Scheduled task — a row in the scheduled_tasks table that fires at a cron, fixed-interval, or one-shot trigger and runs a synthetic supervisor turn (with optional outbound delivery). Distinct from Rooms, which are event-driven rather than time-driven. See packages/engine/src/scheduled-tasks/scheduler.service.ts.

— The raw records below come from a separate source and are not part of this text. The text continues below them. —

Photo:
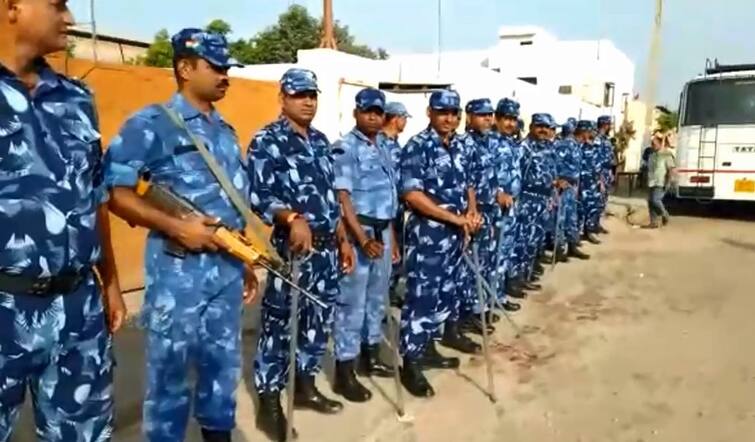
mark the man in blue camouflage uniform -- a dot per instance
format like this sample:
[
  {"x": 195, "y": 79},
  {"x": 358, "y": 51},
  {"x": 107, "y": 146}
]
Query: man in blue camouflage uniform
[
  {"x": 192, "y": 302},
  {"x": 396, "y": 117},
  {"x": 292, "y": 180},
  {"x": 590, "y": 181},
  {"x": 607, "y": 160},
  {"x": 569, "y": 163},
  {"x": 54, "y": 315},
  {"x": 484, "y": 155},
  {"x": 434, "y": 184},
  {"x": 366, "y": 186},
  {"x": 538, "y": 179},
  {"x": 509, "y": 177}
]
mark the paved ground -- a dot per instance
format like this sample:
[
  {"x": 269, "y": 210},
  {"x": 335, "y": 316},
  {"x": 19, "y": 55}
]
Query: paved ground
[{"x": 649, "y": 341}]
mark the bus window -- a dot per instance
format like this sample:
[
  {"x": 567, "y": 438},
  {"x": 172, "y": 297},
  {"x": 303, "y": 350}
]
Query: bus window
[{"x": 716, "y": 102}]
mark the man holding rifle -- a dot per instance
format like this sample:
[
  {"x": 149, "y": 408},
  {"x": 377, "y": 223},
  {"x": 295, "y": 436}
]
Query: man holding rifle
[
  {"x": 192, "y": 308},
  {"x": 293, "y": 187}
]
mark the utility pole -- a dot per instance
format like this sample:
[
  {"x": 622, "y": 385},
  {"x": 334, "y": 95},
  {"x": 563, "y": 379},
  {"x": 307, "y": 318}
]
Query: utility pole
[
  {"x": 328, "y": 36},
  {"x": 651, "y": 88}
]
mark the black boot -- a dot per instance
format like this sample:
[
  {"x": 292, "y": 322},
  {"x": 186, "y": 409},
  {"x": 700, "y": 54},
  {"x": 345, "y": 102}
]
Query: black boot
[
  {"x": 370, "y": 363},
  {"x": 452, "y": 338},
  {"x": 432, "y": 359},
  {"x": 270, "y": 417},
  {"x": 215, "y": 436},
  {"x": 473, "y": 324},
  {"x": 511, "y": 306},
  {"x": 414, "y": 380},
  {"x": 591, "y": 238},
  {"x": 347, "y": 385},
  {"x": 574, "y": 252},
  {"x": 308, "y": 396}
]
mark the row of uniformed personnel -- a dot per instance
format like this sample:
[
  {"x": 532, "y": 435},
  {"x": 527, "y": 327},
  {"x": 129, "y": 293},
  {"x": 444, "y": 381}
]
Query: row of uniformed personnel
[{"x": 333, "y": 205}]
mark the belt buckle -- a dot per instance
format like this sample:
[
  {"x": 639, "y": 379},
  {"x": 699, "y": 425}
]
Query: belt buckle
[{"x": 41, "y": 286}]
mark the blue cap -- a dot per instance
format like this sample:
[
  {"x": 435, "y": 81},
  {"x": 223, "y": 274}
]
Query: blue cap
[
  {"x": 370, "y": 97},
  {"x": 569, "y": 126},
  {"x": 207, "y": 45},
  {"x": 396, "y": 108},
  {"x": 296, "y": 80},
  {"x": 445, "y": 100},
  {"x": 507, "y": 108},
  {"x": 583, "y": 125},
  {"x": 479, "y": 106},
  {"x": 540, "y": 120}
]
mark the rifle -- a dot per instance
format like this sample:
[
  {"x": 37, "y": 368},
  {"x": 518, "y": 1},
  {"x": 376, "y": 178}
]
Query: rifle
[{"x": 234, "y": 242}]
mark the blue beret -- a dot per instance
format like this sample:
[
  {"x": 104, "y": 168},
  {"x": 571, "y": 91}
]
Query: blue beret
[
  {"x": 480, "y": 106},
  {"x": 396, "y": 108},
  {"x": 541, "y": 120},
  {"x": 445, "y": 100},
  {"x": 508, "y": 108},
  {"x": 370, "y": 97},
  {"x": 207, "y": 45},
  {"x": 297, "y": 80},
  {"x": 583, "y": 125}
]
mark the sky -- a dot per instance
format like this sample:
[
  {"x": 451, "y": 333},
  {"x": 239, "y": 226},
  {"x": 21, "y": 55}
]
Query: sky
[{"x": 693, "y": 30}]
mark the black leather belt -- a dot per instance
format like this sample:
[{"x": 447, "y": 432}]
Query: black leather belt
[
  {"x": 44, "y": 287},
  {"x": 378, "y": 225}
]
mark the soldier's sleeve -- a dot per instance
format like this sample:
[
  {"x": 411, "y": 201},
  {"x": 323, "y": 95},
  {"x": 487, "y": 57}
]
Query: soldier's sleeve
[
  {"x": 412, "y": 168},
  {"x": 268, "y": 183},
  {"x": 345, "y": 163},
  {"x": 131, "y": 152}
]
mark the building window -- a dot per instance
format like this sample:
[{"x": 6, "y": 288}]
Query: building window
[{"x": 608, "y": 94}]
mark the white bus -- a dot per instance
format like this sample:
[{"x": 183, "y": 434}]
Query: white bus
[{"x": 716, "y": 141}]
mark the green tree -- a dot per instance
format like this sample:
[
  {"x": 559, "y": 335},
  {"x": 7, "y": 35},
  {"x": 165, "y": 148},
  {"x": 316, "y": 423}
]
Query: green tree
[
  {"x": 219, "y": 27},
  {"x": 160, "y": 52},
  {"x": 667, "y": 122}
]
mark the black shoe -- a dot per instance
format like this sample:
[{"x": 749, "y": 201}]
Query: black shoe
[
  {"x": 433, "y": 359},
  {"x": 574, "y": 252},
  {"x": 452, "y": 338},
  {"x": 308, "y": 396},
  {"x": 589, "y": 237},
  {"x": 347, "y": 385},
  {"x": 215, "y": 436},
  {"x": 414, "y": 380},
  {"x": 370, "y": 363},
  {"x": 492, "y": 318},
  {"x": 511, "y": 306},
  {"x": 473, "y": 324},
  {"x": 270, "y": 417}
]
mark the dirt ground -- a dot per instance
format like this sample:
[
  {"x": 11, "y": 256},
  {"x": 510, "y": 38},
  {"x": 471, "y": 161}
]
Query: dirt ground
[{"x": 651, "y": 340}]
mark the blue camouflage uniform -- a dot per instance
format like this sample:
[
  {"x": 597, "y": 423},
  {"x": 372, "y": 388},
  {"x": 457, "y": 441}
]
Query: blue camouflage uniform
[
  {"x": 482, "y": 158},
  {"x": 293, "y": 172},
  {"x": 192, "y": 305},
  {"x": 538, "y": 172},
  {"x": 509, "y": 176},
  {"x": 365, "y": 170},
  {"x": 394, "y": 147},
  {"x": 52, "y": 185},
  {"x": 569, "y": 158},
  {"x": 433, "y": 248},
  {"x": 607, "y": 159},
  {"x": 590, "y": 197}
]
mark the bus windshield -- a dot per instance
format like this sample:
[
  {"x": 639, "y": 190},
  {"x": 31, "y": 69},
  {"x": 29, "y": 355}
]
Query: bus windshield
[{"x": 714, "y": 102}]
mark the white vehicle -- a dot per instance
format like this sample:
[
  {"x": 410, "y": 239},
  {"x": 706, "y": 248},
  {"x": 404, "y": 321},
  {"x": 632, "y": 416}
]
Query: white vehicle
[{"x": 716, "y": 141}]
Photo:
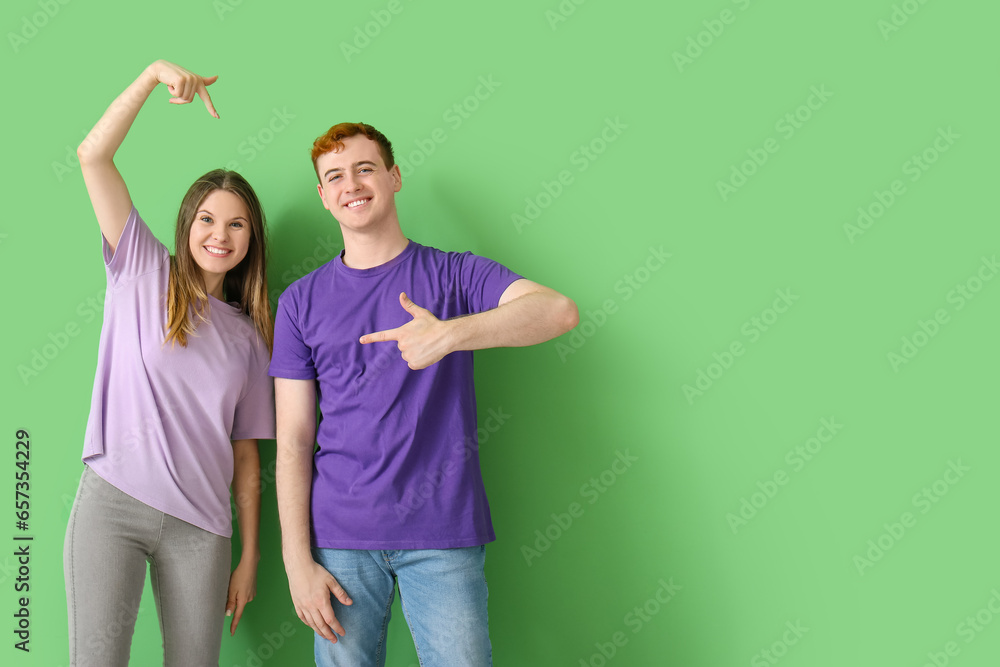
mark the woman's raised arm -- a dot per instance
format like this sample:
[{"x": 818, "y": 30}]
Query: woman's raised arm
[{"x": 105, "y": 185}]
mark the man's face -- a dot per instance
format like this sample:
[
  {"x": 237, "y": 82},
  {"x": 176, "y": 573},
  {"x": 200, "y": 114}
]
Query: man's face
[{"x": 355, "y": 185}]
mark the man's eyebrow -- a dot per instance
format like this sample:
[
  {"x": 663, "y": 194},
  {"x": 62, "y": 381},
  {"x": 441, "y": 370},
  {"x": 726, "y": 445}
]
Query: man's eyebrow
[{"x": 356, "y": 164}]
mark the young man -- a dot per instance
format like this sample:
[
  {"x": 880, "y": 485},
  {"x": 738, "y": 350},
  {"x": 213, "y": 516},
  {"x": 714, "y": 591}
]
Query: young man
[{"x": 382, "y": 336}]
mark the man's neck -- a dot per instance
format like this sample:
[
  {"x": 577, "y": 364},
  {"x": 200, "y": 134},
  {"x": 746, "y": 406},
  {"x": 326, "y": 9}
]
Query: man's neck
[{"x": 364, "y": 250}]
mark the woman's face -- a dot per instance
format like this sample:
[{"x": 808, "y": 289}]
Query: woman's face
[{"x": 220, "y": 234}]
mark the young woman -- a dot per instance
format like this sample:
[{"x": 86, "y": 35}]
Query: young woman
[{"x": 180, "y": 398}]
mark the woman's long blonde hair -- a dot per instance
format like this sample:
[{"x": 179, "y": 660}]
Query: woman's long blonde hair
[{"x": 245, "y": 284}]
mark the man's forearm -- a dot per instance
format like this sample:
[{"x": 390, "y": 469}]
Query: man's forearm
[
  {"x": 529, "y": 319},
  {"x": 293, "y": 476}
]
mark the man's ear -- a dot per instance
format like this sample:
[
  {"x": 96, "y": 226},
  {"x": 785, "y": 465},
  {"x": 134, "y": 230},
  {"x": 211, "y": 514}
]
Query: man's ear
[
  {"x": 397, "y": 177},
  {"x": 322, "y": 195}
]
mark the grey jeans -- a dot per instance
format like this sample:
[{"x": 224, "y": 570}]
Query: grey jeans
[{"x": 109, "y": 540}]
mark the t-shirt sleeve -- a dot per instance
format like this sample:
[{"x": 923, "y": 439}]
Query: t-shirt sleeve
[
  {"x": 254, "y": 416},
  {"x": 484, "y": 281},
  {"x": 292, "y": 358},
  {"x": 138, "y": 252}
]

Slug — a URL-safe identifier for an instance or skill.

Soft debounce — the inbound-message coordinator’s coalescence window.

Streaming — sending the assistant response as Server-Sent Events token-by-token.

STT — Speech-To-Text. The stt-gateway transcribes voice notes (default: OpenAI whisper-1) into text before the supervisor sees the message. Provider adapters for Deepgram and AWS Transcribe ship alongside Whisper for future selection.